The Pakistanis working overseas, who last year supported the cash-strapped country’s current account by remitting a record Rs 13.186 billion and have remitted $10.354 billion during July-March FY13, are paying extra money in their respective countries to money transfer firms who are applying inflated exchange rates to compensate their losses on account of the rebate Pakistan owes to them. This is again pushing Pakistani expatriates, mostly concentrated in the Middle East doing blue-collar jobs, towards illegal channels of money transfer like hundi and hawala, warned officials from the National Bank of Pakistan (NBP), the country’s largest remittance contributing bank with 0.161 million annual international remittance transactions. The warning came from NBP Global Home Remittance Management Group Head Khalid Bin Shaheen, while briefing media on the bank’s new products to increase the volume of remittances and agriculture financing.
Having built over 30 international tie-ups for NBP during the last three years, Shaheen said the Ministry of Finance was yet to clear last year’s rebate to local banks’ global money transfer partners.
“As a result, they are charging extra money from Pakistani remitters on account of exchange rate,” said Shaheen, warning that if the government did not release the outstanding rebate, Pakistani workers would again be using illegal channels.
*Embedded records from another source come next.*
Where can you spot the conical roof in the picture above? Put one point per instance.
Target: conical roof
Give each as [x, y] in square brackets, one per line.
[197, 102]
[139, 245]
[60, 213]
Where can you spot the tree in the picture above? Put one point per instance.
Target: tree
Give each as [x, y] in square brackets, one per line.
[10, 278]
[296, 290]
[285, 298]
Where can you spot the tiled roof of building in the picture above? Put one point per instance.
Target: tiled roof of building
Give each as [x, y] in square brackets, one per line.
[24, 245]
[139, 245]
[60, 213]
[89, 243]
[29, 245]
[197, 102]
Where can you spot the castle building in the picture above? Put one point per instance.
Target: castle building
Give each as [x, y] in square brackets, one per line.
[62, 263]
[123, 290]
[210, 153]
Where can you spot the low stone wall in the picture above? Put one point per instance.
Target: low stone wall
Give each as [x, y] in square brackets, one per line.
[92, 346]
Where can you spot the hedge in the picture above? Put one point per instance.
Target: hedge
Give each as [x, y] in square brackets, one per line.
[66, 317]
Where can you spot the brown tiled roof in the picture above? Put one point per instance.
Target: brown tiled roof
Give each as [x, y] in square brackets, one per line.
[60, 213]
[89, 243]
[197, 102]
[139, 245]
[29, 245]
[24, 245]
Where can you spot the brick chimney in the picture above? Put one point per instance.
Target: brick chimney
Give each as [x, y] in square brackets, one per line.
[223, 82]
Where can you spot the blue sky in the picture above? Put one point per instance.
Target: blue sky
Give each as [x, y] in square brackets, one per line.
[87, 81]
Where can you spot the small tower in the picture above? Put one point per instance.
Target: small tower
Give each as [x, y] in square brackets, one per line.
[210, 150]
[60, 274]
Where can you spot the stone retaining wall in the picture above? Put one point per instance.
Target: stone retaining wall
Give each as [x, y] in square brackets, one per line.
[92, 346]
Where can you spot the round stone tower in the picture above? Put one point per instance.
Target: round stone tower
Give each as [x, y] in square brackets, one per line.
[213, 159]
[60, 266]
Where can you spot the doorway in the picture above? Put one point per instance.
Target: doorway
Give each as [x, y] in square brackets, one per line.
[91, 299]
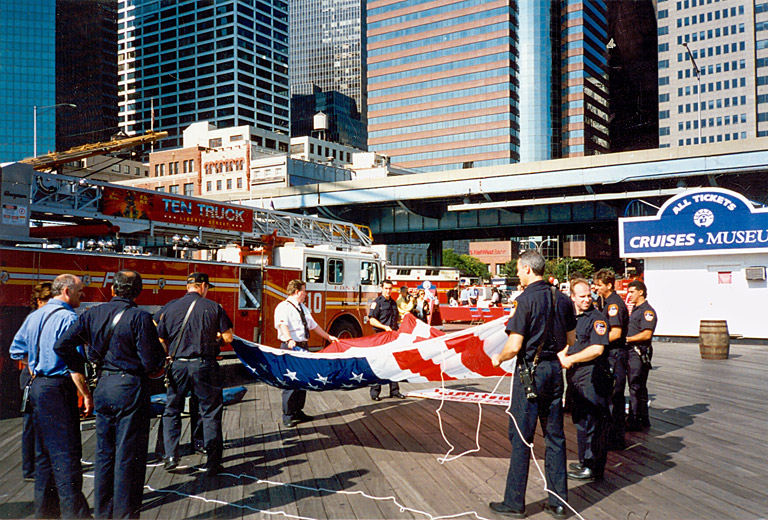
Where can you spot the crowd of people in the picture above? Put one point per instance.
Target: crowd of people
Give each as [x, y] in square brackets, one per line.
[602, 347]
[117, 347]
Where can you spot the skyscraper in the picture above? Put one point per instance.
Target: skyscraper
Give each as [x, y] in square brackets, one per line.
[184, 61]
[55, 53]
[442, 83]
[539, 78]
[328, 68]
[584, 73]
[713, 71]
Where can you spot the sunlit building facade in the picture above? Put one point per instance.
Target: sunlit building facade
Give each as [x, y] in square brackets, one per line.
[185, 61]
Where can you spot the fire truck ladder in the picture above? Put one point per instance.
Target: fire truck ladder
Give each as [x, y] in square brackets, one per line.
[55, 196]
[310, 230]
[55, 159]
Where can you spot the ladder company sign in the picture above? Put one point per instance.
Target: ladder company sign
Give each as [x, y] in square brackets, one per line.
[698, 221]
[164, 208]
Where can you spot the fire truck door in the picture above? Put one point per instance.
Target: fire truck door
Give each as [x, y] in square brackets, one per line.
[249, 297]
[315, 270]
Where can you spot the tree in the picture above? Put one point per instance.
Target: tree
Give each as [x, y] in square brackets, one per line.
[510, 269]
[468, 265]
[562, 268]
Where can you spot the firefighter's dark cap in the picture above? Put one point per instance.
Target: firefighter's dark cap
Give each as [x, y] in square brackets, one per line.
[199, 278]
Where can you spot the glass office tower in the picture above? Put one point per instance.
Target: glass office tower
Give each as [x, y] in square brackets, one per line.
[185, 61]
[327, 56]
[713, 71]
[539, 79]
[442, 83]
[28, 58]
[584, 70]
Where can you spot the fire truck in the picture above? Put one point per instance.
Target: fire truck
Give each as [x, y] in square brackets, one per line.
[441, 279]
[53, 224]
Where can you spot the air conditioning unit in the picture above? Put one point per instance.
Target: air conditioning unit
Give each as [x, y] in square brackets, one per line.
[755, 274]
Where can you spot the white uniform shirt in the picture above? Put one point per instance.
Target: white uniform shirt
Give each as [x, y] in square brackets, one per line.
[286, 313]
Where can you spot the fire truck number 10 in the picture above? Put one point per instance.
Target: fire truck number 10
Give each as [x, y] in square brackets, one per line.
[315, 302]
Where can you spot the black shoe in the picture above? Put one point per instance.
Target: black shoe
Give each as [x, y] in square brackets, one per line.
[504, 509]
[556, 511]
[302, 417]
[210, 468]
[154, 458]
[585, 475]
[616, 445]
[171, 463]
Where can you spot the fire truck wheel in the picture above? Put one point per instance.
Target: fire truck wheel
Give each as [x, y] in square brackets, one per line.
[343, 329]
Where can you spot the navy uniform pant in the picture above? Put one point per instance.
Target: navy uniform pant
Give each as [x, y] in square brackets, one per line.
[27, 431]
[58, 475]
[618, 360]
[638, 387]
[121, 403]
[394, 389]
[590, 416]
[201, 378]
[548, 409]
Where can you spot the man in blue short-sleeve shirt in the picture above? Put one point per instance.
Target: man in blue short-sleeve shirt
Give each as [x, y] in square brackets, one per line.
[58, 477]
[194, 367]
[642, 324]
[529, 325]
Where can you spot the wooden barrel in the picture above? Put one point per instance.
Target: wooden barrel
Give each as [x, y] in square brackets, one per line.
[713, 339]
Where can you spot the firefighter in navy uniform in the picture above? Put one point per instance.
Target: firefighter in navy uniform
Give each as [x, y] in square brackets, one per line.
[642, 323]
[54, 389]
[541, 324]
[383, 316]
[587, 364]
[192, 329]
[615, 311]
[123, 344]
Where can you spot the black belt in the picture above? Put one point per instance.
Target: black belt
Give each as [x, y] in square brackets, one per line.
[302, 344]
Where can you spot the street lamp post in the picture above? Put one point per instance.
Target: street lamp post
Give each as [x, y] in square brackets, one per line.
[698, 78]
[35, 109]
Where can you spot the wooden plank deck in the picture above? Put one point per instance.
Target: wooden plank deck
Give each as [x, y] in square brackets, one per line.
[705, 456]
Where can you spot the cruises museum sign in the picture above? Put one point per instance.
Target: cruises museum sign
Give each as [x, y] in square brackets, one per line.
[696, 222]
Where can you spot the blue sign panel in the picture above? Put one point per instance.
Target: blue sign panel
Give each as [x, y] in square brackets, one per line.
[698, 221]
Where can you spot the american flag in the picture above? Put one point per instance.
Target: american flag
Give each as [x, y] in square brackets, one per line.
[416, 353]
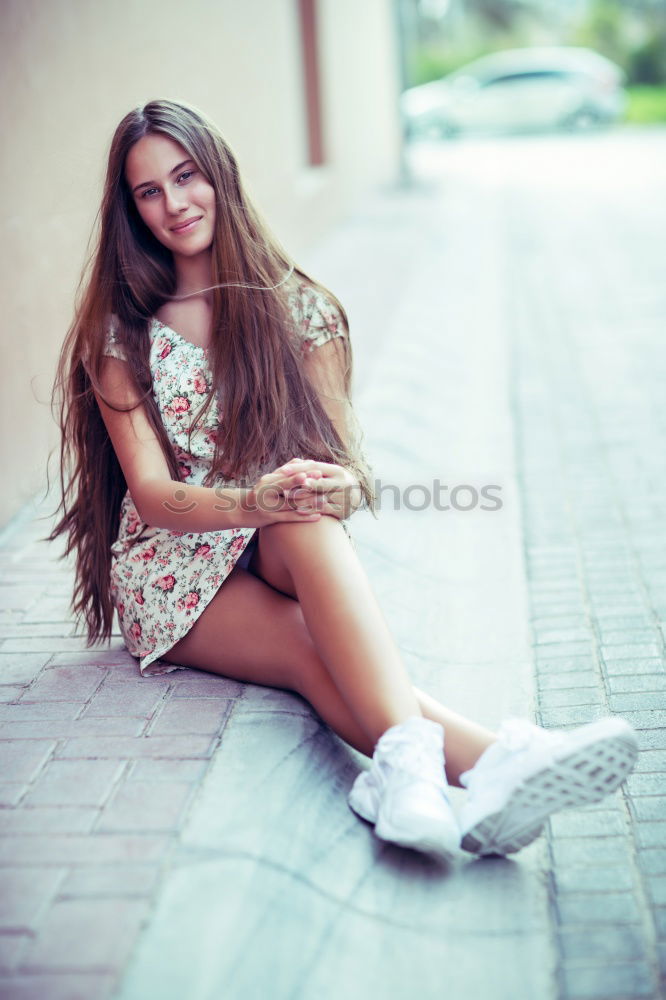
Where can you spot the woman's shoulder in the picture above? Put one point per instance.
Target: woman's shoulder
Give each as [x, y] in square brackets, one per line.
[112, 346]
[317, 317]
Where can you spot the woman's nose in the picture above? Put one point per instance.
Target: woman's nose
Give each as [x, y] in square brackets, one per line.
[174, 199]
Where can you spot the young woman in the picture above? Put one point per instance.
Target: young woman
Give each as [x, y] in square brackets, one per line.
[210, 458]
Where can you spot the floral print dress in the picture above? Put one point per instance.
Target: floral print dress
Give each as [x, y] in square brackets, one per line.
[162, 579]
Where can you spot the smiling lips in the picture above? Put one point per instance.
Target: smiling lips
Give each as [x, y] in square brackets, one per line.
[187, 226]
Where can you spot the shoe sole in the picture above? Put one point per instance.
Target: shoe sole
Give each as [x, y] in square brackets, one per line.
[605, 755]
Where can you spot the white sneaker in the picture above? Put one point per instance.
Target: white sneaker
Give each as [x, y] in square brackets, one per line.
[530, 773]
[404, 791]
Shahbaz Ahmed Khan, head of FI global Home Remittances, said the outstanding dues range from Rs 5 to Rs 6 billion. “This is not a huge sum compared to the $13 billion remittances we are receiving annually,” Khan said. Shaheen said the issue was posing a serious threat to the growth of remittance flowing into the funds-starved Pakistan. Moreover, the NBP official said recently promulgated stricter sponsor-related laws in Saudi Arabia, the largest source of remittances for Pakistan, happened to be another setback to the flow of remittances to Pakistan.